父の借金、蒸発、貧困。学校でもいじめに遭い、守ってくれる大人は誰一人いませんでした。ヤングケアラーとしてアルコール依存症の母を支え、子どもらしさを置き去りにして大人の世界に放り込まれていました。
「私はいない方がいい」「私は邪魔なんだ」──そう感じながら生きてきた私が、なぜ今こうして自己肯定感を維持することができたのか。
それは、数えきれない苦しみや涙の中でも、「自分を信じる力」と「自分なりの幸せ」を育て続けてきたからです。
今、日本で起きていること
いま、日本では、子どもや若者が自ら命を絶つという悲しい現実があります。2024年、小中高生の自殺者数は529人にのぼり、過去最多となりました。15〜19歳の死因の約半数が自殺
──これはG7諸国で唯一、日本だけの現象です。
居場所のない家庭、学校、SNSにあふれる言葉の暴力、そして将来への不安。
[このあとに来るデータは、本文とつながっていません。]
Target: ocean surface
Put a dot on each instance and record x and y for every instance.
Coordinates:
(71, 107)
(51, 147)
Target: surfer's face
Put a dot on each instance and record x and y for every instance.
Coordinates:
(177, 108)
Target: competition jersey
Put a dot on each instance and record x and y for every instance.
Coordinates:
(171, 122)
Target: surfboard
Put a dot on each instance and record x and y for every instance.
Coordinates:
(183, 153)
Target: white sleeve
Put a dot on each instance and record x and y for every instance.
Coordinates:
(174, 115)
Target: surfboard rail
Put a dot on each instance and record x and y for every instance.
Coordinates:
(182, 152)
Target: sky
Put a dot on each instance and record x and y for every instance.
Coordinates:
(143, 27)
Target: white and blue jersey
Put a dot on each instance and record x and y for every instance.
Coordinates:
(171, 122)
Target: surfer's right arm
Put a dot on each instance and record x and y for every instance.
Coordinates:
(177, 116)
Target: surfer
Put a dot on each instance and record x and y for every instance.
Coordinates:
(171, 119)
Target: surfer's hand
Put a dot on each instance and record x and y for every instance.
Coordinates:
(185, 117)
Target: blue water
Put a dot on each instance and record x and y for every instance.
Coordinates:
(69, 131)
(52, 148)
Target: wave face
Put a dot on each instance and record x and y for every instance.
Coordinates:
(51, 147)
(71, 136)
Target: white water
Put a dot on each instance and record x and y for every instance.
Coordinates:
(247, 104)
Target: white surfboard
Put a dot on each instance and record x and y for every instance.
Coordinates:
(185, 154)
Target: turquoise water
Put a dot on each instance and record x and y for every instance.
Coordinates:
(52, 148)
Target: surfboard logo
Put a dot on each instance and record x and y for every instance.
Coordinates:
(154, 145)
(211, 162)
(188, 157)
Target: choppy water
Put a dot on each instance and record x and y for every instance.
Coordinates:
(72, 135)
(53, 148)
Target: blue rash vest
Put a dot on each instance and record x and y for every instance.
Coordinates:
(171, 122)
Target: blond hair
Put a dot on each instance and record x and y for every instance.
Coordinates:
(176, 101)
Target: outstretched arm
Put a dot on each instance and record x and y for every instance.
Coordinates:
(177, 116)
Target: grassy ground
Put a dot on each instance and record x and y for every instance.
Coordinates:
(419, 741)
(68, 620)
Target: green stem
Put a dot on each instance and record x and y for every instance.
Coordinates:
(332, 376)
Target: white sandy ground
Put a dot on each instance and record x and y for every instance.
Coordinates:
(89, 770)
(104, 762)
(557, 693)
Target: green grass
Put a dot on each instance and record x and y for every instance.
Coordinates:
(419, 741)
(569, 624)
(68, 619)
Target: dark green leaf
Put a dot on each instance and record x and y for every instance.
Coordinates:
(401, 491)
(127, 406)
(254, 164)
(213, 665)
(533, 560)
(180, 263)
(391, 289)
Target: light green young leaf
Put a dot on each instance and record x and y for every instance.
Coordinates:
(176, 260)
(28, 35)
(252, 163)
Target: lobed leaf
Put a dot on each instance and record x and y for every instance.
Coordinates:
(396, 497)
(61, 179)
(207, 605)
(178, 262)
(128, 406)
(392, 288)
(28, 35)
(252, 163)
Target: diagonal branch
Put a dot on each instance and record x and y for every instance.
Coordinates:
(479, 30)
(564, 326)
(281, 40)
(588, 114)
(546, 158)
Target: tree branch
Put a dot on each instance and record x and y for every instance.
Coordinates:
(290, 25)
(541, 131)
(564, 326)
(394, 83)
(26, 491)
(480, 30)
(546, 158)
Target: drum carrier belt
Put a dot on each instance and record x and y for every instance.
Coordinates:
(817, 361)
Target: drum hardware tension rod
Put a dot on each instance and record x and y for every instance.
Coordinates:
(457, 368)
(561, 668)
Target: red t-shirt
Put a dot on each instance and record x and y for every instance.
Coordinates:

子どもたちが生きづらさを抱え、夢や希望を見失ってしまう社会。
この現実に、私たち大人が
正面から向き合い、何が大切であるかを問い直さなければなりません。
「私たちはどんな未来を子どもたちに手渡していくのか」

⇑ 中学校の元校長先生から「学校にもこのポスターが貼ってあります」と3月にご連絡をいただきました。
子どもたちが生きづらさを抱え、夢や希望を見失ってしまう社会は、
個人だけでなく社会全体に深刻な「社会的損失(ソーシャルロス)」を引き起こします。
例えば、私自身の経験である
ヤングケアラーの環境に対しても
① 教育機会の喪失
(学校を休みがち・遅刻・早退・学力低下、進学断念・教育格差・就職の選択肢が奪われる)
② 経済的自立の困難
(学歴や職歴のハンデ・時間的制限があり非正規雇用となりやすい・社会に出るタイミング取れず経済的に不安定、生活困窮に陥る➡8050問題・孤立無業に陥りやすい)
③ メンタルヘルスの悪化
(精神的負担 の増大で介護うつ・虐待の増加・殺人・精神や不安障害・自傷行為
引きこもり・ 人とのつながりや信頼感を持てず孤独に陥りやすい)
④ 社会的孤立・排除
(家庭外の人間関係が築きにくくなり、「助けを求める力」が育たない➡社会から「見えない存在」として置き去りにされる)
⑤ 世代間連鎖(ケアの連鎖)
( ヤングケアラーが大人になっても「ケア責任」が続き、子どもにも連鎖・同じ問題を引き継いでしまう)
⑥ 人材の損失・地域の弱体化
(本来社会に貢献できるはずの若者が、支援を受けられず力を発揮できない・地域に「疲弊した家庭」が増え、支援コストも膨らむ)
これらの社会的損失が生まれてしまう可能性があるのです。
そして、私は介護支援専門員として、「今日が最期の日かもしれない」高齢者の方々と向き合い、自宅でも寝たきりの母を在宅介護していく中で、体に痛みを抱え、病気と闘いながらも、「今日も生きている」ことを大切にし、最期の瞬間まで人生を歩み続ける姿を目の当たりにしてきました。
その一方で、体は元気なのに心が疲れ果て、生きる希望を失ってしまう若者が増えている現実に心を痛めており、子どもたちが未来に希望を描ける社会にしたい、と強く感じています。
私が伝えたいのは、「あなたはそのままで尊い存在だよ」ということです。
大切なものは、まず自分の心を大切にすること。
自分を大切にできたとき、心は少しずつやわらぎ、誰かの温かさを受け取れるようになります。
そして、その温もりを感じられた瞬間に、未来へつながる小さな光が見えてくるのだと思っています。